Insgesamt wird mittlerweile (soweit ich es erfassen konnte) von...
- ca. 32 Toten (12-14 durch die Pager, 18-20 durch die Walkie-Talkies) und...
- ca. 3.200 Verletzten (davon 250+ in kritischem Zustand)...
...ausgegangen.
Ergo war es sehr großes Glück, dass es tatsächlich wohl meistens nur Hisbollahangehörige getroffen hat und dass die Zahl der zivilen Opfer sehr gering war - allerdings gab es auch unschuldige Opfer:
Zitat:Lebanon is rocked again by exploding devices as Israel declares a new phase of war [...]
BEIRUT (AP) — Walkie-talkies exploded in Beirut and other parts of Lebanon on Wednesday in a second wave of attacks targeting devices a day after pagers used by Hezbollah blew up, state media and officials for the militant group said. At least 20 people were killed and more than 450 wounded in the second wave, the Health Ministry said. [...]
In Wednesday’s attacks, several blasts were heard at a funeral in Beirut for three Hezbollah members and a child killed by exploding pagers the day before, according to Associated Press journalists at the scene. [...] The second wave also deepens concern over the potentially indiscriminate casualties caused in the attacks, in which hundreds of blasts went off wherever the holder of the pager happened to be — in homes, cars, at grocery stores and in cafes, often with family or bystanders nearby. [...] At least two health workers were among those killed Tuesday. Doctors, nurses, paramedics, charity workers, teachers and office administrators work for Hezbollah-linked organizations, and an unknown number had pagers.
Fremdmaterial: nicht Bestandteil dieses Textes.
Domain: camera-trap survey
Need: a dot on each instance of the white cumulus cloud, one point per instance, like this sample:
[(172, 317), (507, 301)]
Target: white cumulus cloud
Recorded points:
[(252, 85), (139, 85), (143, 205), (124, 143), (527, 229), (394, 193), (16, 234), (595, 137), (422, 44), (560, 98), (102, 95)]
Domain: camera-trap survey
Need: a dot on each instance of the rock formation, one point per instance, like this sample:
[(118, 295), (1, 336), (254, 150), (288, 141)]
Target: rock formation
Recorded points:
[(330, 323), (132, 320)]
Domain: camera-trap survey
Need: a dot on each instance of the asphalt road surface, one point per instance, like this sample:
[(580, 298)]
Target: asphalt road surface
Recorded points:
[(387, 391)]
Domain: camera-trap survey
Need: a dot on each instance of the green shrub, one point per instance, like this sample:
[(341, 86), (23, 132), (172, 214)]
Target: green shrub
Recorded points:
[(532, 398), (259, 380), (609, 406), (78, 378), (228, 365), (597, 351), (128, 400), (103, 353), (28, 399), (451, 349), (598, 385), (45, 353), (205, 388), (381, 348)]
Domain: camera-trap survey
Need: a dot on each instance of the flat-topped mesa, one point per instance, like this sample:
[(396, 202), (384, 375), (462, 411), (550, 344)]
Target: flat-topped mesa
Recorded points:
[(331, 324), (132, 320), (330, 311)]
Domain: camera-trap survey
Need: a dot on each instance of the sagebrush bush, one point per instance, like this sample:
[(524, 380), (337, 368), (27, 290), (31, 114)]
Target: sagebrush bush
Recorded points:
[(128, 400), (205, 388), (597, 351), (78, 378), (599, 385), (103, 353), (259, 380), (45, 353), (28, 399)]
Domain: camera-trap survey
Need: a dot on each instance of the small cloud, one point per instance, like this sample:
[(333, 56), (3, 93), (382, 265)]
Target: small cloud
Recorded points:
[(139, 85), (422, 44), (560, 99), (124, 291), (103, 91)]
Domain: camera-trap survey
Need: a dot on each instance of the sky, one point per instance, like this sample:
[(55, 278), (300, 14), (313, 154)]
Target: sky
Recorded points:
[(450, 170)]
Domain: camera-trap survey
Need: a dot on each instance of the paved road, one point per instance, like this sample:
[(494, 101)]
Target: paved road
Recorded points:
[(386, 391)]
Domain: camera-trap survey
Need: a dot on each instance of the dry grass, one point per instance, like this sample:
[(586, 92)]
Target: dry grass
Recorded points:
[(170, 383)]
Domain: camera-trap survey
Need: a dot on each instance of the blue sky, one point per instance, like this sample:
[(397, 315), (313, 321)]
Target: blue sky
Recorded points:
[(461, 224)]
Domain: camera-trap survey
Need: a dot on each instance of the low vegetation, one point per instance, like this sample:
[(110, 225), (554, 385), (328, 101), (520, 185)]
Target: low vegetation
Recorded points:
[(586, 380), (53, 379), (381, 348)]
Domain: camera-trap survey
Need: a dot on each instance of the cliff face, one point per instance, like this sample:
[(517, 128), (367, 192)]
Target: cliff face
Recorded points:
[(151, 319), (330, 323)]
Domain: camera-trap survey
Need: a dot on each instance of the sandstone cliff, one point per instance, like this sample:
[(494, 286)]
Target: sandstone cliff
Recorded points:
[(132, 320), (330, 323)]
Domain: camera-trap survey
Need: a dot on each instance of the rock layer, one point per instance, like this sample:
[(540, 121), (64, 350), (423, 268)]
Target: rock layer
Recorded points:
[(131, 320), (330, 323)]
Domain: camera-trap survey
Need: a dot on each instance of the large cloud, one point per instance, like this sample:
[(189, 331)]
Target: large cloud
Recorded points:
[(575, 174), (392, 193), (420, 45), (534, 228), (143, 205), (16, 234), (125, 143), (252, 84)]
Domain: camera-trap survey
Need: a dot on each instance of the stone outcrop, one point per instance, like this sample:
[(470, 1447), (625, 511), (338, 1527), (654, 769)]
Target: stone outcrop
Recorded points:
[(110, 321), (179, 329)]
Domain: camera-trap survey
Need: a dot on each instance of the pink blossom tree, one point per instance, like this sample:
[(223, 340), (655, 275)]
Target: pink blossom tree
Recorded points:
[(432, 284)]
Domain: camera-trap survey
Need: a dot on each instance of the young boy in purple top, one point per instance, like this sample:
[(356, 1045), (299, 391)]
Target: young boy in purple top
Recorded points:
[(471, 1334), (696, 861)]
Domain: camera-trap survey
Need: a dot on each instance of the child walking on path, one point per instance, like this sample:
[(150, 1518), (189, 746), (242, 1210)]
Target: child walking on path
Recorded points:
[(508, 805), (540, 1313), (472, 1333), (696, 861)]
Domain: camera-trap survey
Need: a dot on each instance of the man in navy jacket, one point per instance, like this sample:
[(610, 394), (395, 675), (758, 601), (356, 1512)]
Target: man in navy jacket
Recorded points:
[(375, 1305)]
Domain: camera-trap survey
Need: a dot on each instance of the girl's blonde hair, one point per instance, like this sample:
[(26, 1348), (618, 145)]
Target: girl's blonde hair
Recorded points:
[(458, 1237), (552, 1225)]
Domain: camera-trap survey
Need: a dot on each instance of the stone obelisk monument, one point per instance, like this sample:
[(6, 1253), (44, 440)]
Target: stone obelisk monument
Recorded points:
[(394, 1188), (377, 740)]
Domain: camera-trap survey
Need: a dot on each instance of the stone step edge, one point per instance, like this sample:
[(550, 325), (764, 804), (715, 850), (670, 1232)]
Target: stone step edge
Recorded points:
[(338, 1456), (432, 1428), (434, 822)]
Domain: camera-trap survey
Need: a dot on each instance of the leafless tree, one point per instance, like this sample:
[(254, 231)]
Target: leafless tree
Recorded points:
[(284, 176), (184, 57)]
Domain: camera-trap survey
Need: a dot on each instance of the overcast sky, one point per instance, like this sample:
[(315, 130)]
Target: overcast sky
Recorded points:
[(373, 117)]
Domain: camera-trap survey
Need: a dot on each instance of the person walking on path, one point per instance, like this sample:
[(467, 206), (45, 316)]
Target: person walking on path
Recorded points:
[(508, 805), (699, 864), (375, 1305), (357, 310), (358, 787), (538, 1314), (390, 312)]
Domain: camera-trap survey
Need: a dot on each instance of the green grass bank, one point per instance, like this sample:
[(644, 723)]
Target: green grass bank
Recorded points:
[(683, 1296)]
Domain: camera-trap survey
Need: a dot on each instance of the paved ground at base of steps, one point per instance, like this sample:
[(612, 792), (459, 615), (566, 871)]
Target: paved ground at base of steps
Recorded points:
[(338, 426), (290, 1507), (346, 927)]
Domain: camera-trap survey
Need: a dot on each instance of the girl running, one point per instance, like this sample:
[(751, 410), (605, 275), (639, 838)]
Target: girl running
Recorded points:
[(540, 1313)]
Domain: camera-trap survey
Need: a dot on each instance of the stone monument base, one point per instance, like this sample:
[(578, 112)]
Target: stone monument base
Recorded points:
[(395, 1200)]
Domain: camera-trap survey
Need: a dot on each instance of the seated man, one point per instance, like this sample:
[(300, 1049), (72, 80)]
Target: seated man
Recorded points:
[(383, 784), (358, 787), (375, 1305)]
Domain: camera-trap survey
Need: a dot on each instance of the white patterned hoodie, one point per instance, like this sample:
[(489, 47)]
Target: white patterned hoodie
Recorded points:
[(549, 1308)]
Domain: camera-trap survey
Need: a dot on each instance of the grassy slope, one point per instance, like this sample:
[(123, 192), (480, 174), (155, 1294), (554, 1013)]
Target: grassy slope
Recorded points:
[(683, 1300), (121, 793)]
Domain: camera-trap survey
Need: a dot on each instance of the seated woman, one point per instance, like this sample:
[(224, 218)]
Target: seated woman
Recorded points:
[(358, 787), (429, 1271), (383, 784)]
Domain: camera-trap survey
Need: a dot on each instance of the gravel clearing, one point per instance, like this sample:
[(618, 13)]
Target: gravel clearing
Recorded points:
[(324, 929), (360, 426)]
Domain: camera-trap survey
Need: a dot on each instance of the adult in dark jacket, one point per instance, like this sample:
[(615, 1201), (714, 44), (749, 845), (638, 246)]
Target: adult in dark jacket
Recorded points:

https://apnews.com/article/lebanon-israe...8634278288#
Rein rechtlich mag man sicher streiten können, ob diese Operation etwa gegen die
Booby-Trap-Protokolle (
https://dserver.bundestag.de/brd/1992/D117+92.pdf) verstößt oder nicht. Wenn man eine einzelne Sprengvorrichtung nutzt, um einen Terroristen auszuschalten, so sehe ich hier kein Problem, denn man kann es recht zielgenau auf diese Person eingrenzen. (Und solche Fälle gab es in der Vergangenheit auch schon, etwa 1996 bei der Tötung von Yahya Ayyasch.) Aber dieser flächendeckende Einsatz kann faktisch nicht mehr wirklich zur Sicherheit zielgerichtet vorgenommen oder kontrolliert werden, auch wenn "die Richtung" auf den Gegner stimmen mag. Hinzu kommt die Frage, ob diese Sprengfallen auch hätten
remote entschärft werden können seitens des Auftraggebers oder ob sie nach eine bestimmten Zeit zumindest unbrauchbar geworden wären?
International wird die Operation zumindest weitgehend verurteilt.